Artist Statement
My mission in life is to make visible the often-invisible, good realities around us. Through my tapestries, I highlight moments of beauty and hope that emerge in unexpected places—living details from daily life that are easily overlooked. It’s rare to find a stone wall without a small plant pushing through a crack, reaching for light and life. I grew up in a family of stone builders in Missouri, and my favorite childhood memories include playing on stacks of carved stone.
My series of tapestry stone walls was inspired by seeing sprouts poking through a split in a wall of rusted steel at a nearby park and by lyrics in Leonard Cohen’s song Anthem: “There is a crack in everything. That’s where the light comes in.” Often, those who see these tapestries later tell me about-- or show me a photo ---of a plant they would have never noticed, such as a sprout of plant growing out of a sewer lid.

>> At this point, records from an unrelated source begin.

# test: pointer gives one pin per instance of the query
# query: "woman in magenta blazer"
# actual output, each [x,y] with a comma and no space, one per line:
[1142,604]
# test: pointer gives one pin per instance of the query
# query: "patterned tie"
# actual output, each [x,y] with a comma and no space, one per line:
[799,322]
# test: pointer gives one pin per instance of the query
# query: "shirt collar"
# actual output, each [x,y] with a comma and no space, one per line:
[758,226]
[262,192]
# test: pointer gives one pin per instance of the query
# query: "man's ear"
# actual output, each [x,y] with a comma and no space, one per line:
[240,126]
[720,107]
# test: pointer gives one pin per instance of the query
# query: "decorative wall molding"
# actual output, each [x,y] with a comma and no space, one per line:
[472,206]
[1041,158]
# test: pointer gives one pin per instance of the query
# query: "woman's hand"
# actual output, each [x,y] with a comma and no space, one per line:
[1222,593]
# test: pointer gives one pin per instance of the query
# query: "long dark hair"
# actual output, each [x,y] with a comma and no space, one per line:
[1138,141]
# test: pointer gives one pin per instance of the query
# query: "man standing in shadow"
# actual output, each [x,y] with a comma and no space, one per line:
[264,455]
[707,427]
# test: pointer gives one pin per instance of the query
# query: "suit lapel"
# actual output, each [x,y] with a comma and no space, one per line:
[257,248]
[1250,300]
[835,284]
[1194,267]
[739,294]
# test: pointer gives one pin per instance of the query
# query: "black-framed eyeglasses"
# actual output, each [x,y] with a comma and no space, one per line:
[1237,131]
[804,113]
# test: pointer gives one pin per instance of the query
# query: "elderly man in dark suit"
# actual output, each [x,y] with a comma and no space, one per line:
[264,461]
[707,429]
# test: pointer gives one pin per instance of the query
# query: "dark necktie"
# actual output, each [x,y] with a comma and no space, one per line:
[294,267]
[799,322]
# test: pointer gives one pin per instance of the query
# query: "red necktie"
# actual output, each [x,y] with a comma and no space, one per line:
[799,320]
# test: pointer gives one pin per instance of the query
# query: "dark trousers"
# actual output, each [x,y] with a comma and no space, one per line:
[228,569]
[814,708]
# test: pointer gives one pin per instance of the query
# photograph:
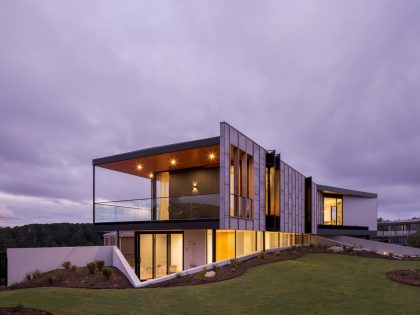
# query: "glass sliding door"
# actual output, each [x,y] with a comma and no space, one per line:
[333,210]
[146,256]
[159,254]
[161,250]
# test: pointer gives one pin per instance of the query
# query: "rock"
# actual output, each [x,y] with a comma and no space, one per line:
[336,249]
[210,274]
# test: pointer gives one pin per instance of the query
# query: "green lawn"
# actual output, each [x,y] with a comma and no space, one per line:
[313,284]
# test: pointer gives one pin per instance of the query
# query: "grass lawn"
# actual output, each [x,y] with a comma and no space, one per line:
[313,284]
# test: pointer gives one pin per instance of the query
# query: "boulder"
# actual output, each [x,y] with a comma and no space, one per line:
[210,274]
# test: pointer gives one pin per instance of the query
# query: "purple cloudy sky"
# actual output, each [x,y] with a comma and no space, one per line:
[333,85]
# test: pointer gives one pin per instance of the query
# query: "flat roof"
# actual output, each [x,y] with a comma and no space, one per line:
[157,150]
[344,191]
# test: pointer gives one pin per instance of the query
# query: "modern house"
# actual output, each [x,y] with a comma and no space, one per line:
[220,198]
[397,231]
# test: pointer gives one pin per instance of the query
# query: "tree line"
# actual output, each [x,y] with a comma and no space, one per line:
[49,235]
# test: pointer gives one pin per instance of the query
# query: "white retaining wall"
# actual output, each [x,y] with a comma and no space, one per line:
[366,244]
[24,260]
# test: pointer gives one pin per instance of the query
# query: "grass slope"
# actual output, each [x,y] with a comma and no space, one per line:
[313,284]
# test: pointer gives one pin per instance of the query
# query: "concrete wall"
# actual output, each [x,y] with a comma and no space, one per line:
[292,199]
[360,211]
[228,136]
[194,248]
[24,260]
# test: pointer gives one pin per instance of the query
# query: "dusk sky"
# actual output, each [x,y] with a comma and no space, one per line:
[332,85]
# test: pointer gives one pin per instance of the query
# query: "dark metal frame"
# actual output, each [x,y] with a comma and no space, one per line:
[137,257]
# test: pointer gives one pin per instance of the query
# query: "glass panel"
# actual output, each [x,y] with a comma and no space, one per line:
[339,211]
[146,256]
[225,245]
[174,208]
[161,255]
[330,205]
[260,241]
[175,264]
[209,246]
[245,243]
[162,193]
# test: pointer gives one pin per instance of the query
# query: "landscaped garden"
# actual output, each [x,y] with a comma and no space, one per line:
[312,284]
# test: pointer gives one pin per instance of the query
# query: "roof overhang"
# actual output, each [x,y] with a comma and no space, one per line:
[146,162]
[346,192]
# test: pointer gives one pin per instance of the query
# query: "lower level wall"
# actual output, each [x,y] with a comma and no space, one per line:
[24,260]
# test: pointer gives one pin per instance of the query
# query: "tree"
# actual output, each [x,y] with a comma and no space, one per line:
[414,239]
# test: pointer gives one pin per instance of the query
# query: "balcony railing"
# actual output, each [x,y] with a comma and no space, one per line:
[158,209]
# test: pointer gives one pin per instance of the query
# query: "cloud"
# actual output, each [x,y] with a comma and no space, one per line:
[334,88]
[6,213]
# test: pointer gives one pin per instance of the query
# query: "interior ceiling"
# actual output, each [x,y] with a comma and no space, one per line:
[197,157]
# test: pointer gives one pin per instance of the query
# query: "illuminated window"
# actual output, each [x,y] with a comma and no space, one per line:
[333,210]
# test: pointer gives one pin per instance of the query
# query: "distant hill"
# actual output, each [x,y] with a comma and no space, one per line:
[49,235]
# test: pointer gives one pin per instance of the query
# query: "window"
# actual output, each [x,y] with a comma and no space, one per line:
[333,210]
[241,183]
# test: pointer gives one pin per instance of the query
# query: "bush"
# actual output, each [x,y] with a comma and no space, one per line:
[66,265]
[107,272]
[91,267]
[414,239]
[100,264]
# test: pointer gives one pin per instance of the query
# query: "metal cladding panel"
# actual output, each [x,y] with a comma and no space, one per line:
[292,200]
[230,136]
[282,196]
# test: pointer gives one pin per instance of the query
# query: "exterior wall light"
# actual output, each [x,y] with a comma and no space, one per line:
[195,189]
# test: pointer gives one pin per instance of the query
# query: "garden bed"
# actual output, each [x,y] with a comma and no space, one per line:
[81,278]
[411,277]
[237,267]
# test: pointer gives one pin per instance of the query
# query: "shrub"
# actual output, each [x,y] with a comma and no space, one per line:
[100,264]
[91,267]
[66,265]
[200,275]
[107,272]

The rough texture of these stones is intended to elicit a wish to touch them, as do stone walls. The color, size, shape and texture of each stone varies as do those in walls, yet together they create beauty and a background for hope. The plants are tiny but strong as they push through and out of the cracks to the light they need.

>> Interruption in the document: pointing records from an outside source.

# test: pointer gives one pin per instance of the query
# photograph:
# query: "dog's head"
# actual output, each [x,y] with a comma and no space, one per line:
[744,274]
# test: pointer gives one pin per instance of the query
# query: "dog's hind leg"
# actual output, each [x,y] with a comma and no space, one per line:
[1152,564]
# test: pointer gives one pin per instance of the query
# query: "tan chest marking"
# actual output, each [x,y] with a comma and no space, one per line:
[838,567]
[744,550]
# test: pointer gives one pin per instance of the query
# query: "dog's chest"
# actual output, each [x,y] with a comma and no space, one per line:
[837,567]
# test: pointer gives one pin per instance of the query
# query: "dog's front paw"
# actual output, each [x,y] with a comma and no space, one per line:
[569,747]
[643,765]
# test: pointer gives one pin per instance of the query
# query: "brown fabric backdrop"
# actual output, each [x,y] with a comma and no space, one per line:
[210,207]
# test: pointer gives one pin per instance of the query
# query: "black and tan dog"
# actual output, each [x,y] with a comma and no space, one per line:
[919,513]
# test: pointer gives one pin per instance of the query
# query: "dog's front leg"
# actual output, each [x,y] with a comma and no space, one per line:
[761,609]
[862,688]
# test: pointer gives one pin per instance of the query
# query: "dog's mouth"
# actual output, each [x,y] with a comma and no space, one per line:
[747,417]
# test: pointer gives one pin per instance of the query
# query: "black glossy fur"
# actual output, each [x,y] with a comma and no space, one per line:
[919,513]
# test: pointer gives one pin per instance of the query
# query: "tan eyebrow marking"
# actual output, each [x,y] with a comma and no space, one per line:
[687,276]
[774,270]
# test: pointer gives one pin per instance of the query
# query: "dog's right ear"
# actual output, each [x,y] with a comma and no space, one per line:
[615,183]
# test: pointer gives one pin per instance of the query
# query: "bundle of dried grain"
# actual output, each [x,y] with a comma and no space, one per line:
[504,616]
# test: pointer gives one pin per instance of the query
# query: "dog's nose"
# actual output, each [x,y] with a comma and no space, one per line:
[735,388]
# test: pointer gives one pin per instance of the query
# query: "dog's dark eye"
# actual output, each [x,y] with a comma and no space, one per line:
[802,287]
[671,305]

The tapestry of the beauty of clouds over beach snow is the first of a series.
Carroll Cradock 2025
Guiding Themes of My Work
PERSISTENCE • HOPE • NATURE • MAKING INVISIBLE VISIBLE •
About Carroll
Carroll Cradock began teaching herself to weave shortly after completing graduate school in psychology. Working first on a four-harness table loom and a rigid heddle loom, she was drawn from the outset not to functional textiles but to creating original tapestries. She designed both the images and the weaving structures herself, motivated by a desire to make something entirely her own after the limited creative freedom she experienced during graduate school. Over the past decade, she has expanded her skills through courses at the Art Institute of Chicago and the Chicago Weaving School. From the beginning, her work has featured multilayered compositions, often constructed from panels that interact visually to create depth and complexity.

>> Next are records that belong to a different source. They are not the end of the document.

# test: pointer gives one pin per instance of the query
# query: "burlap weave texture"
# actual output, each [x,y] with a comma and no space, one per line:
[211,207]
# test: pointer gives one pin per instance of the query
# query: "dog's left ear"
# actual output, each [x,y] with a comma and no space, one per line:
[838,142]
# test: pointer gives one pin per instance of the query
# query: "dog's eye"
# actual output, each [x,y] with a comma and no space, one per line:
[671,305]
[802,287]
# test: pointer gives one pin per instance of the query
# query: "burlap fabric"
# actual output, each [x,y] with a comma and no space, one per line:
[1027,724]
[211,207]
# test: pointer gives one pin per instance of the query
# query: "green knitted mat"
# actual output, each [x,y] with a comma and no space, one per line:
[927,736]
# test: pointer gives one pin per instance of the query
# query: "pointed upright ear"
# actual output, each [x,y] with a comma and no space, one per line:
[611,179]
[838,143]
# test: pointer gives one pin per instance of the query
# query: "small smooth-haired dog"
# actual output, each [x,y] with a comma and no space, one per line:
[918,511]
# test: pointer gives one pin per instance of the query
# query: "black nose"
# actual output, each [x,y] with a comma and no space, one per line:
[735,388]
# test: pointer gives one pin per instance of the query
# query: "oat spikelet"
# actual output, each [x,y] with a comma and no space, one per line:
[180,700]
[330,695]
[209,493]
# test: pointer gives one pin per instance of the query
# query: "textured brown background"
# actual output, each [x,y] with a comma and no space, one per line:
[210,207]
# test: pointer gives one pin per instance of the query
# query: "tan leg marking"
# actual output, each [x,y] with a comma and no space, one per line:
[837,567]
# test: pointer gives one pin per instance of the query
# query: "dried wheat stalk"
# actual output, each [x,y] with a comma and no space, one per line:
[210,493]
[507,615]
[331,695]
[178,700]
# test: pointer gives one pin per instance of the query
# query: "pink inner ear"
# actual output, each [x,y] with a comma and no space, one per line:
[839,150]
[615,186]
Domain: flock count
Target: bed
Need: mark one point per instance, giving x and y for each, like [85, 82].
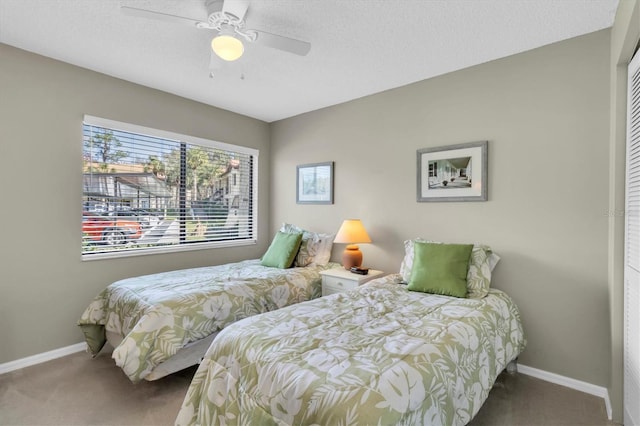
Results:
[379, 354]
[162, 323]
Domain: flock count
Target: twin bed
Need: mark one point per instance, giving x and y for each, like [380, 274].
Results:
[385, 353]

Across the years, a consistent theme has guided Cradock’s weaving: revealing positive elements of the natural world that exist quietly within everyday life but are easily overlooked. Her tapestries aim to make visible small but meaningful signs of resilience, beauty, and hope. In earlier works, she created panels depicting the subtle beauty of fields glimpsed from train windows—passing landscapes that most people notice only briefly. More recently, she has explored the intricate texture and depth of tree bark, as seen in works such as Grove of Birch Tree Trunks, where close attention to surface, pattern, and variation reveals the quiet richness of the natural world.
This focus is especially evident in her series of tapestry stone walls. Inspired partly by childhood memories of growing up in a family of stone builders in Missouri and by Leonard Cohen’s lyric, “There is a crack in everything. That’s where the light comes in,” these works depict small plants pushing through cracks in stone—quiet symbols of persistence, renewal, and hope.